Dinamakan Lophopetalum tanahgambut, karena spesies baru ini hanya diketahui dari hutan rawa gambut di Pulau Sumatera, Indonesia.
“Hutan rawa gambut dikenal dengan keunikannya yang miskin unsur hara, kaya karbon, dan kondisi basah yang memerlukan adaptasi khusus untuk bertahan hidup,” jelas para peneliti.
Habitat ini, bagaimanapun masih dipelajari dengan buruk dan telah mengalami konversi ekstensif menjadi pertanian dengan hanya 11 persen dari hutan rawa yang tidak terganggu yang tersisa dan dengan area lain yang terdegradasi dan masih mengalami konversi menjadi pertanian.
Lophopetalum tanahgambut tumbuh setinggi 40 m dan memiliki dbh hingga 1,05 m. Sistem akar lututnya lebar, hingga 15 m mengelilingi pohon, menjulang setinggi 1,5 m dari permukaan tanah.
Kulit batangnya halus, retak membujur hingga bersisik, abu-abu muda hingga kusam, atau putih susu. Kulit bagian dalam berwarna oranye merah muda hingga coklat kemerahan pucat; krim gubal.
“Spesies ini adalah satu-satunya pohon Lophopetalum yang dikenal dengan 3-4 daun dalam susunan pseudoverticillate,” catat para ilmuwan.
Lophopetalum tanahgambut diamati berbunga pada bulan Februari-April, dan berbuah pada bulan April-Juni.
“Kami telah mengamati banyak pohon dalam berbagai tahap kehidupan (bibit, pancang, tiang hingga pohon besar) di alam liar, dan daun pseudoverticillate konsisten,” kata penulis.

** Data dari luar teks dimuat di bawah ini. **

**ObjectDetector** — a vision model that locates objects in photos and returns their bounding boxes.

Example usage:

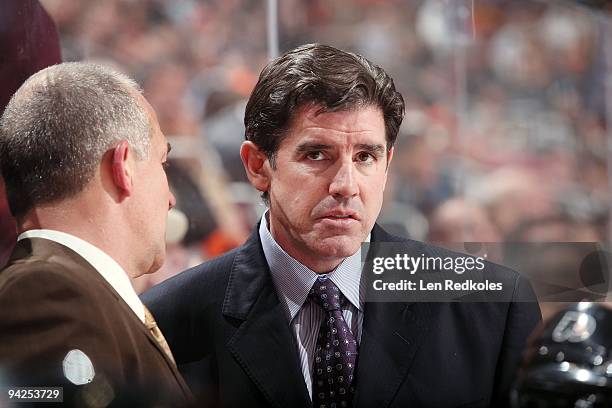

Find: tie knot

[309,278,344,312]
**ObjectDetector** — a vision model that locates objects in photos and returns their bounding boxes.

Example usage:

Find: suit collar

[354,225,433,408]
[17,229,144,323]
[223,225,432,408]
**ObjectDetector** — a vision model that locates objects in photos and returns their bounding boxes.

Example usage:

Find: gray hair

[0,62,151,218]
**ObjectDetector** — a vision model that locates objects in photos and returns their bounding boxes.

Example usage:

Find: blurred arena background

[4,0,612,302]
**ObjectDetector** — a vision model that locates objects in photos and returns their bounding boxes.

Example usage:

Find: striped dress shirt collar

[259,211,370,323]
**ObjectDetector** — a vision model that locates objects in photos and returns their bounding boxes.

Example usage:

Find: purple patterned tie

[309,277,357,408]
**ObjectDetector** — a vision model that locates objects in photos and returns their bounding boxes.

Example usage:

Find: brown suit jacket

[0,238,191,406]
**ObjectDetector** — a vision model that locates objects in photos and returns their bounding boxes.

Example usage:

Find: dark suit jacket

[0,238,190,405]
[143,226,541,408]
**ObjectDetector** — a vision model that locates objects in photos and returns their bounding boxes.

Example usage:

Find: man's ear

[112,140,134,196]
[240,140,271,192]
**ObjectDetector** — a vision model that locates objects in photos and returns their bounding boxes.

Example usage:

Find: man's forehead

[288,105,385,143]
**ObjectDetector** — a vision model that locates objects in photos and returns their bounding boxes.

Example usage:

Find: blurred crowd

[14,0,612,290]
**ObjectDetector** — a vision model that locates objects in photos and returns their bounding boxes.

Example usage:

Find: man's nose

[329,160,359,197]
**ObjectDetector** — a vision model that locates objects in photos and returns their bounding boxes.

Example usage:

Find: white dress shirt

[17,229,145,323]
[259,212,370,398]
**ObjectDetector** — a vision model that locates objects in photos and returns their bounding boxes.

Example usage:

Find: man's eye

[357,152,376,163]
[306,151,325,161]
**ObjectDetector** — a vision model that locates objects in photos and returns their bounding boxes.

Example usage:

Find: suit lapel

[355,225,432,408]
[223,228,311,407]
[355,303,430,408]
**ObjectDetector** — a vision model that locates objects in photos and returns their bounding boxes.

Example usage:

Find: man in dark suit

[0,63,190,406]
[143,45,540,408]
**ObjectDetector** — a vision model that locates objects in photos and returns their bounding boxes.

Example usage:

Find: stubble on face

[269,103,388,272]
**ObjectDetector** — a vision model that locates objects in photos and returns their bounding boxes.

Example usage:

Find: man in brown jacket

[0,63,190,406]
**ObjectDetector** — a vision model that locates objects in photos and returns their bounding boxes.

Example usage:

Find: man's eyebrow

[355,143,386,156]
[295,142,332,153]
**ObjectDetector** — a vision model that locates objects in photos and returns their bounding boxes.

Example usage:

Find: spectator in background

[0,63,189,406]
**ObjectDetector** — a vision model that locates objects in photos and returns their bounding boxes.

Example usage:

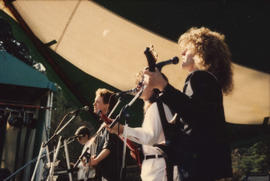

Berlawanan (atau subberlawanan) daun seperti biasanya ditemukan dalam genus tetapi tidak terjadi pada spesies baru ini. Pada cabang yang lebih tua kadang-kadang kami menemukan daun yang berseberangan tetapi biasanya juga terdapat bekas luka daun sedikit di bawahnya yang menunjukkan bahwa mereka tidak diatur secara berlawanan dari awal, tetapi bergeser posisinya saat cabang menjadi dewasa.
“Kalau ranting bersudut 3-4 tergantung jumlah daun pada satu ruas, dan ini terlihat jelas saat ranting masih muda.”
Para peneliti merekomendasikan bahwa spesies baru tersebut harus dikategorikan sebagai Critically Endangered. Lophopetalum tanahgambut tumbuh di hutan rawa gambut dataran rendah yang relatif tidak terganggu, yang dilindungi oleh komitmen sukarela dari konsesi sebagai kawasan konservasi dan pensiunan.
“Pengumpulan yang lebih ekstensif di wilayah yang lebih luas mungkin mengungkapkan sebaliknya, tetapi untuk saat ini kita harus mengasumsikan ukuran populasi yang kecil dan distribusi yang terbatas di Sumatera.”
“Sementara secara keseluruhan, hutan rawa gambut yang tidak terganggu telah menurun dan terancam di seluruh Asia Tenggara, dan sebagian besar lahan gambut yang tersisa dikonversi menjadi lahan pertanian atau terdegradasi akibat pengeringan.”